Know How Much Your Teen Works Out 

While American teens are notorious for skipping the daily recommended amount of exercise, there is a small group of teens that are involved in highly competitive school sports that require rigorous training programs. For instance, some track and field programs require their students to participate in 1.5-2.5 hours of training, 6 days a week, and while coaches may be trained to deal with strained and fatigued muscles, it is unlikely that they are concerned about dental health from prolonged aerobic activity. 

If your child is involved in sports, find out what their workout schedule is like, have a peek here and talk to their dentist about whether this may increase their risk for tooth decay. 

Know Why Exercise May Increase Tooth Decay

Although high levels of physical activity and tooth decay are related, it is still unclear as to what the exact cause is.
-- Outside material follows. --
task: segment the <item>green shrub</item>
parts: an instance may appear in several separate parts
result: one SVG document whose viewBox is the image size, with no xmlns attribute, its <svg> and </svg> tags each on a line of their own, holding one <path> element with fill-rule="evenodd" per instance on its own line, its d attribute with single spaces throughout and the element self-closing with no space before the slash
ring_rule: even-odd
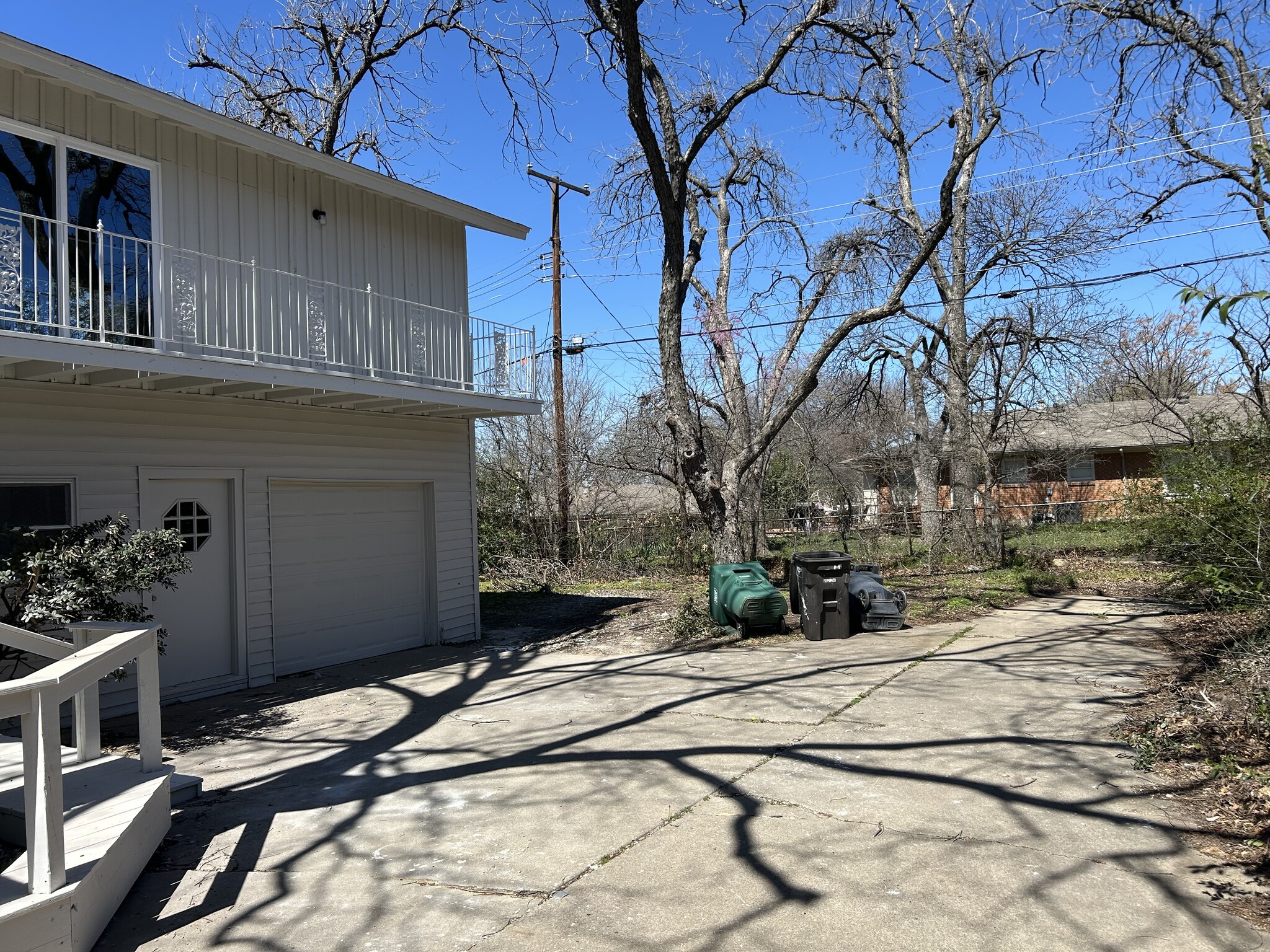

One theory is that the level and composition of saliva changes while athletes are engaged in extended aerobic activity. Since saliva is critical in protecting teeth from bacteria, its reduction during workouts may create a time when bacteria are free to attack your child's teeth. 

Another possibility is that minerals in your child's diet that are critical for the remineralization of their teeth are used in other areas when your child engages in extreme workouts. 

Know How to Protect Against Cavities 

If you know your child engages in high levels of physical activity, there are ways to protect their teeth against cavities without having to reduce the amount they work out. Some things you should consider include: 

  • Encourage your child to chew sugar-free gum, especially before and after workouts. Sugar-free gum can increase the amount of saliva your child produces, helping to protect their teeth against decay. 
  • Make sure your child eats a well-balanced diet with plenty of vitamins and minerals. If you are afraid your child may not be getting enough minerals, discuss adding a supplement to their diet with their doctor. 
  • Consider the benefits of oil pulling with coconut oil. Oil pulling, the practice of slowly swishing oil over the teeth and gums each morning, can help provide important minerals directly to your child's teeth. 
  • Make sure your child is brushing and flossing correctly. You may want to have your child bring their toothbrush with them to their next dental checkup and have their hygienist fix any bad habits they have while brushing. 
  • Consider increasing the frequency of your child's dental visits. If your child visits the dentist twice a year, you will be more likely to catch decay early. Also, consider scheduling a checkup at the end of their sport's season. 
  • Ask your child's dentist about sealants. Sealants are put on the teeth as a barrier against bacteria, and an active child may be a perfect candidate for sealants. 

It is important to realize that just because high levels of activity and cavities are related, it does not mean that your child should stop exercising. Exercise provides many health benefits. However, it is important for you to help your child take a proactive stance against tooth decay and create lifelong oral hygiene habits that will reduce their overall risk for cavities and other oral problems related to their high level of exercise.